The mbcFit action performs model-based clustering on a given data set using the Expectation-Maximization (EM) algorithm. This technique fits a mixture of Gaussian distributions to the data, where each distribution represents a distinct cluster. It is a powerful method for unsupervised classification, allowing for flexible cluster shapes and sizes based on the specified covariance structure.

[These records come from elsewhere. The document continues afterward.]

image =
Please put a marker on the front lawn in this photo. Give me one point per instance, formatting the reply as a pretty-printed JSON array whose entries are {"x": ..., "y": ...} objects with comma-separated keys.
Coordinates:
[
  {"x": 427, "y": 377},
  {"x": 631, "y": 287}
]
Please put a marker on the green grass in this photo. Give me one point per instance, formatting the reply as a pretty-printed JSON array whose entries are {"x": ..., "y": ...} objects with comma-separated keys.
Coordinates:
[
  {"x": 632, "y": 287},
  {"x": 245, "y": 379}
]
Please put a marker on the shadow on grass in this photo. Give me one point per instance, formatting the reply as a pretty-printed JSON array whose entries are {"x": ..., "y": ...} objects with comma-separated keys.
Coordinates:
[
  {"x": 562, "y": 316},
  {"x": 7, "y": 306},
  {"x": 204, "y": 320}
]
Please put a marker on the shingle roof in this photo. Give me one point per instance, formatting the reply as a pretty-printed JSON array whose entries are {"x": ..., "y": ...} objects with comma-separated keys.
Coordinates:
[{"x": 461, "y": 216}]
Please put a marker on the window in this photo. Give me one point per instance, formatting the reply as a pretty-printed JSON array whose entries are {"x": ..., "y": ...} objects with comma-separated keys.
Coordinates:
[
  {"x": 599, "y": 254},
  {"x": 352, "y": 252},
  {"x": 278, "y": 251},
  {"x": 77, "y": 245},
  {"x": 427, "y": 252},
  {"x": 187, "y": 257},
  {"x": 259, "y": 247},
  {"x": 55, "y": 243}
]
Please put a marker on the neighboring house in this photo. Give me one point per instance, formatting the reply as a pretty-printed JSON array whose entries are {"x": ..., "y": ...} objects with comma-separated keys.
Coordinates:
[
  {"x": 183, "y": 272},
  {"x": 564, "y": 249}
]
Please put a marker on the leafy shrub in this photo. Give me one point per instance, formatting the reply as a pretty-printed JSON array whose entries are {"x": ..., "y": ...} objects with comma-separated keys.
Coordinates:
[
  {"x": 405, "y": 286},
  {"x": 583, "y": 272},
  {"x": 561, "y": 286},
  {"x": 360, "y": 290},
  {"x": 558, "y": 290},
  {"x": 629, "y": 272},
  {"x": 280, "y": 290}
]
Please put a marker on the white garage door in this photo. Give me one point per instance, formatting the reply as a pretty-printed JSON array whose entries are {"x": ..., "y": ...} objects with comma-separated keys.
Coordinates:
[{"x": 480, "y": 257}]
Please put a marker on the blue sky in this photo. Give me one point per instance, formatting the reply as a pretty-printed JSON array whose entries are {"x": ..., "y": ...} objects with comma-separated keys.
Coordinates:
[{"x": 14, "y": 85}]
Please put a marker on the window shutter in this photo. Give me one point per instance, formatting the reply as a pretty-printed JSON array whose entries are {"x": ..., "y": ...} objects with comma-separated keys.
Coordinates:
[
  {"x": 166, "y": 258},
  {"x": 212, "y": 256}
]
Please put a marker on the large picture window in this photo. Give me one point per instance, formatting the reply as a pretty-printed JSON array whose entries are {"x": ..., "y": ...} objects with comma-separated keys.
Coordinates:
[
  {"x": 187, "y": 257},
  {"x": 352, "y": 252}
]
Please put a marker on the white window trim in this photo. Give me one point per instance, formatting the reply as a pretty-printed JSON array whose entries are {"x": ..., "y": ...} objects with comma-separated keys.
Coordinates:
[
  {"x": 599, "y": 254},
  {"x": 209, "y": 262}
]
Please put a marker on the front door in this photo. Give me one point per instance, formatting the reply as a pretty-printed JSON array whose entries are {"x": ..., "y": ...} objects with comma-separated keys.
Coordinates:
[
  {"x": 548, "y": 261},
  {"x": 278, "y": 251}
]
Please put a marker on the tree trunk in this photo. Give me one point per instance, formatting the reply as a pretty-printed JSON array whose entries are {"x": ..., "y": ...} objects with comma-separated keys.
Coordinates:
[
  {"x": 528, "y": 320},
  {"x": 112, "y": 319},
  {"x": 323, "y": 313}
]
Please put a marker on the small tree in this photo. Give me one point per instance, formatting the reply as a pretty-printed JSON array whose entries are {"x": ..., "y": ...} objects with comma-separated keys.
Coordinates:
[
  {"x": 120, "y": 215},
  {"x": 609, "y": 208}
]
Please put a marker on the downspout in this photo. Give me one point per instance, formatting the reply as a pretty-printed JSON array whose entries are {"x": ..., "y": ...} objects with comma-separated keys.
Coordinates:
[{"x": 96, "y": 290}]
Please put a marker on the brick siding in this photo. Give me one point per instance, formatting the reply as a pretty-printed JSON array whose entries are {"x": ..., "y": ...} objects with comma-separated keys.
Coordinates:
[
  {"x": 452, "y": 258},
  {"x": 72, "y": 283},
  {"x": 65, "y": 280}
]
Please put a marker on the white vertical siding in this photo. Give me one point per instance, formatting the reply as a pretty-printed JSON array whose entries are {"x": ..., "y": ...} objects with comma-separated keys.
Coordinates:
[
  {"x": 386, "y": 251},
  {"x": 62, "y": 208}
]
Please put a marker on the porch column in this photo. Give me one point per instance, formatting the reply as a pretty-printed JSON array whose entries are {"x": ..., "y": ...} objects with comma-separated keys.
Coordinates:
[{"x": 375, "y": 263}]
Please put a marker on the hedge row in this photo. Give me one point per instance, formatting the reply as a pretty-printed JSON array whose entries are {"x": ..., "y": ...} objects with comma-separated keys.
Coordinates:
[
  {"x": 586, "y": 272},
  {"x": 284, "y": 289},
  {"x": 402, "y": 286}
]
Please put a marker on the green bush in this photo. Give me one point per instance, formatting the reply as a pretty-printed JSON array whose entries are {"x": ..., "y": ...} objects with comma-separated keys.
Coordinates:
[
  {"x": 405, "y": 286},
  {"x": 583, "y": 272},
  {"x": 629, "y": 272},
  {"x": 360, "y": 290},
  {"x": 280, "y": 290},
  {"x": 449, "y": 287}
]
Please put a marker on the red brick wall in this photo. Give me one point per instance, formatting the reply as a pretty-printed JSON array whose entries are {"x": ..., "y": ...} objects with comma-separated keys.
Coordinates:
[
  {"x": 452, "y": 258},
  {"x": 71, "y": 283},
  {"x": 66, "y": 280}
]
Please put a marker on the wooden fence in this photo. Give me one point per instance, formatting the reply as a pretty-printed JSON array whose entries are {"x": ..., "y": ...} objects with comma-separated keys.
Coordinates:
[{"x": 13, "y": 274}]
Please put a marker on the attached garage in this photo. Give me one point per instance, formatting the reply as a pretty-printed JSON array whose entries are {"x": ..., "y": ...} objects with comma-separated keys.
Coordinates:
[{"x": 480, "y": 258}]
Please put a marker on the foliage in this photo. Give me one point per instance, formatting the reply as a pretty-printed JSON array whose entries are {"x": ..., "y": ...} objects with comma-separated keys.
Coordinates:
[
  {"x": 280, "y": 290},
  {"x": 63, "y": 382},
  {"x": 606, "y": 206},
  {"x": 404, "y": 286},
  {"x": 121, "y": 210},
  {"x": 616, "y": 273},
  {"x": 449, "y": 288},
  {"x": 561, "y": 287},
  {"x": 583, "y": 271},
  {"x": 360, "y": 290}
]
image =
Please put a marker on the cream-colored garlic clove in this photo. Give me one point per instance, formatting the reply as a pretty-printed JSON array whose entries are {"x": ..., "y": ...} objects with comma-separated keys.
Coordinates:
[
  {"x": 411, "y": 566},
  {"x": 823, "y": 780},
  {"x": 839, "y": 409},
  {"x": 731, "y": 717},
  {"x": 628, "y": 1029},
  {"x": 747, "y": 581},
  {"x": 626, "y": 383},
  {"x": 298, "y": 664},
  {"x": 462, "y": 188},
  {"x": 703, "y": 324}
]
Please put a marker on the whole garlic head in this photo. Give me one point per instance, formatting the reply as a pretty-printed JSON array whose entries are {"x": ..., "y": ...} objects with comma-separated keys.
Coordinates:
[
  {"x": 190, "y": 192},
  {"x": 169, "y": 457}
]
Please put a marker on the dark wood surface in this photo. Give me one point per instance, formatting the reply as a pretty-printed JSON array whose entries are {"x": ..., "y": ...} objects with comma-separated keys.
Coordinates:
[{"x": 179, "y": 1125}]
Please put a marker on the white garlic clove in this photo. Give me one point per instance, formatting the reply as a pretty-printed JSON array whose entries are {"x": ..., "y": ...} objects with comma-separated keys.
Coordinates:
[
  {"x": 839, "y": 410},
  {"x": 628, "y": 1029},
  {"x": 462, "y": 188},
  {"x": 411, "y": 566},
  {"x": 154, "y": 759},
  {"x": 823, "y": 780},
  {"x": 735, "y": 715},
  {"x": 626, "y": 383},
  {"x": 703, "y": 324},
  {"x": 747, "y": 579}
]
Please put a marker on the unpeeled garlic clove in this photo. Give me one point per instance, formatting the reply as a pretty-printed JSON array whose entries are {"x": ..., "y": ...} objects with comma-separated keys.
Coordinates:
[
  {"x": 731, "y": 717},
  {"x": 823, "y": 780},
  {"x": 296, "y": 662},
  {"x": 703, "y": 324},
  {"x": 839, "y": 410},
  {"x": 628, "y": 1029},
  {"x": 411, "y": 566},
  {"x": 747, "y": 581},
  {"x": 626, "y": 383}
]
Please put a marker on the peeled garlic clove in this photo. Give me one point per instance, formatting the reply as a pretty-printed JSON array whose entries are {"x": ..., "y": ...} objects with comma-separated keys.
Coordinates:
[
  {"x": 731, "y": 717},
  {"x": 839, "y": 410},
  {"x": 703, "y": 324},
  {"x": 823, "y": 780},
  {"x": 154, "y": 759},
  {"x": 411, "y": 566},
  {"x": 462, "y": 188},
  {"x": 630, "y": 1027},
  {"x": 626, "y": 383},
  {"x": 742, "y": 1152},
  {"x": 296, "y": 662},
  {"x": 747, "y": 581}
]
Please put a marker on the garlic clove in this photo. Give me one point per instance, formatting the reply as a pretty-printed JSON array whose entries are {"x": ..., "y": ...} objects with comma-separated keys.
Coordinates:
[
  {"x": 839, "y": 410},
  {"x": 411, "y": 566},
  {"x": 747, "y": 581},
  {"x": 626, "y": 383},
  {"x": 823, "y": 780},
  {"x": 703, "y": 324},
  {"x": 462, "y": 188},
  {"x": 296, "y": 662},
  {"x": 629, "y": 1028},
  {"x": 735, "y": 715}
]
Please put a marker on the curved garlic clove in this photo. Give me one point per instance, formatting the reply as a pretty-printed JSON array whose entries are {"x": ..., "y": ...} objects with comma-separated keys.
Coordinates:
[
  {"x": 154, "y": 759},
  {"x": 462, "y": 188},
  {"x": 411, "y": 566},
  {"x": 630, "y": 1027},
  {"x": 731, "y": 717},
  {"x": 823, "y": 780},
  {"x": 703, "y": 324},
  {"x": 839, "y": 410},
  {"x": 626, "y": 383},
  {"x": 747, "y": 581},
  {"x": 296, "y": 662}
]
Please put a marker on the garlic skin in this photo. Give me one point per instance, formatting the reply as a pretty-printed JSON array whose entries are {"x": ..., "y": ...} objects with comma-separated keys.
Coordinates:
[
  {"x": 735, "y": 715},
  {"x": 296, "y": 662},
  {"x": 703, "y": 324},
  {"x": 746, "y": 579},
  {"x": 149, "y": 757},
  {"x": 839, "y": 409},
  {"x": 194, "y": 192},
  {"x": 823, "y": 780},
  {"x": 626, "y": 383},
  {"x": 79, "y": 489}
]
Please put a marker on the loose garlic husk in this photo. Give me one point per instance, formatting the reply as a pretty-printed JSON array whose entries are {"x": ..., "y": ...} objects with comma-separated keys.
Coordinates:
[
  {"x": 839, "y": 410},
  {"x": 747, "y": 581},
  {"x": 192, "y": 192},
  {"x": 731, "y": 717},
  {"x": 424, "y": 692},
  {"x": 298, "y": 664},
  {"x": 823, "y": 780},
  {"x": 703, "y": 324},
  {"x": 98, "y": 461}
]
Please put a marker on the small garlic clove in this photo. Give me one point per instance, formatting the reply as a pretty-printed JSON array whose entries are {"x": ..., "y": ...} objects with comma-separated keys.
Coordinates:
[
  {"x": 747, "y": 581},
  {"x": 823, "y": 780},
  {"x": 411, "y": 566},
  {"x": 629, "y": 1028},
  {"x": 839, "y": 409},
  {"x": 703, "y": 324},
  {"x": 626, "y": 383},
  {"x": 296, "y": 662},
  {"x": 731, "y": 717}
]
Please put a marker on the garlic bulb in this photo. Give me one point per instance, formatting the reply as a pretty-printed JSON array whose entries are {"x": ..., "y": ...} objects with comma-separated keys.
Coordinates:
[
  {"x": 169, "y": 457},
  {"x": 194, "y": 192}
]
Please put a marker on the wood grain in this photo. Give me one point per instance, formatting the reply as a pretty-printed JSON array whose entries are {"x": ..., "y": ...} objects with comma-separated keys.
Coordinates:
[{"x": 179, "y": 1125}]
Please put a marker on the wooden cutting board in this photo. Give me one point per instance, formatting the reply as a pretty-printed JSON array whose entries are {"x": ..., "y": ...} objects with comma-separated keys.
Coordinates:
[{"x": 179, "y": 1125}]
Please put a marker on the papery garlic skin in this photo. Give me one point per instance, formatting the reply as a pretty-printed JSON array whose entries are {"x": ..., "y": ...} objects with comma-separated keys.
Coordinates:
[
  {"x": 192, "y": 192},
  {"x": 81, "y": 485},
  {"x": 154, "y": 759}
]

| Parameter | Description |
|---|---|
| table | Specifies the input data table for clustering. |
| model | Specifies the variables to use for the analysis. This includes the 'effects' which are the input variables for clustering. |
| nClusters | Specifies the number of Gaussian clusters to fit. You can provide a single integer or a list of integers to test multiple cluster counts. |
| covStruct | Specifies the covariance model(s) to be used for the clusters. Different structures allow for different shapes, volumes, and orientations of clusters. You can provide a single structure or a list to test multiple models. |
| criterion | Specifies the model selection criterion (e.g., BIC, AIC) to determine the best model when multiple cluster counts or covariance structures are tested. |
| noise | Specifies whether to include a noise cluster in the model to capture observations that do not belong to any primary cluster. |
| seed | Specifies the random seed for initialization, ensuring reproducibility of the results. |
| output | Specifies the creation of an output table containing observation-wise results, such as cluster membership probabilities. |
| store | Specifies a location to save the fitted model as a binary object for later use with the `mbcScore` action. |
| maxIter | Sets the maximum number of iterations for the EM algorithm. |
| technique | Specifies the algorithm variant to use, either standard Expectation-Maximization (EM) or Classification EM (CEM). |
| initMethod | Defines the method for generating the initial cluster assignments, which can be random or based on k-means. |
This example demonstrates how to create a CAS table named `my_cas_table` with synthetic data. The table contains four numeric variables generated from different distributions, making it suitable for a clustering task.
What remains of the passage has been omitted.